The R chapter lists a family of distributions with the same d/p/q/r pattern. In Python you will typically reach for:

  • scipy.stats.binom for binomial,

  • scipy.stats.t for Student’s t,

  • scipy.stats.poisson for Poisson,

  • scipy.stats.chi2 for chi-square,

  • scipy.stats.f for F.

Example – Binomial probability

Compute \(P(Y = 6)\) when \(Y \sim \text{Binomial}(n=10, p=0.75)\):

from scipy import stats

# pmf (probability mass function) for a Binomial
prob_y_eq_6 = stats.binom(n=10, p=0.75).pmf(6)

In R the same calculation would use dbinom(x = 6, size = 10, prob = 0.75).

Notice again:

  • R’s “d” for discrete distributions is really the pmf,

  • Python exposes this as pmf for discrete and pdf for continuous.

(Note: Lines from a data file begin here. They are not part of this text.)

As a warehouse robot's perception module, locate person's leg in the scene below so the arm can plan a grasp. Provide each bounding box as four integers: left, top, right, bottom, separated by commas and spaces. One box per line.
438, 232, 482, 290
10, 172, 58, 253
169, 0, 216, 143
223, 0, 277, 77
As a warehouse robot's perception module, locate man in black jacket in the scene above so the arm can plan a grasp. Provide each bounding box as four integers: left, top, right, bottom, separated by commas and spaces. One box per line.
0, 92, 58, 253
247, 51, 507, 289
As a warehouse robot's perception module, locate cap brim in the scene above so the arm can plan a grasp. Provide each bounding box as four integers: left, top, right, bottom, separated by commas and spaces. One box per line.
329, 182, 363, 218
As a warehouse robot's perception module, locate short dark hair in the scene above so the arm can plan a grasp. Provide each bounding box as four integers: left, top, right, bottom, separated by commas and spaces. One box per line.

You can explore other distributions in scipy.stats in exactly the same way: create the frozen distribution object, then call pdf, cdf, ppf, and rvs.

5.2 Hypothesis tests in Python

The R notes briefly review hypothesis testing and then demonstrate t-tests. We’ll match that structure here, but show both:

  • the formula (to demystify the test statistic), and

  • the convenience function from scipy.stats.

5.2.1 One-sample t-test

Set-up: we observe \(x_1, \dots, x_n\) and want to test

\[H_0: \mu = \mu_0 \quad \text{vs} \quad H_1: \mu \neq \mu_0,\]

assuming the data are approximately Normal with unknown variance.

The test statistic is

\[t = \frac{\bar{x} - \mu_0}{s / \sqrt{n}} \sim t_{n-1} \quad \text{under } H_0,\]

where \(\bar{x}\) is the sample mean and \(s\) the sample standard deviation.

Python implementation “by hand”

We revisit the cereal-box example from the R notes: boxes labelled “16 oz”, sample of 9 observed weights. (Here we just hard-code the data.)

import numpy as np
from scipy import stats

weights = np.array([15.5, 16.2, 16.1, 15.8, 15.6, 16.0, 15.8, 15.9, 16.2])
mu_0 = 16

n = len(weights)
x_bar = weights.mean()
s = weights.std(ddof=1)

t_stat = (x_bar - mu_0) / (s / np.sqrt(n))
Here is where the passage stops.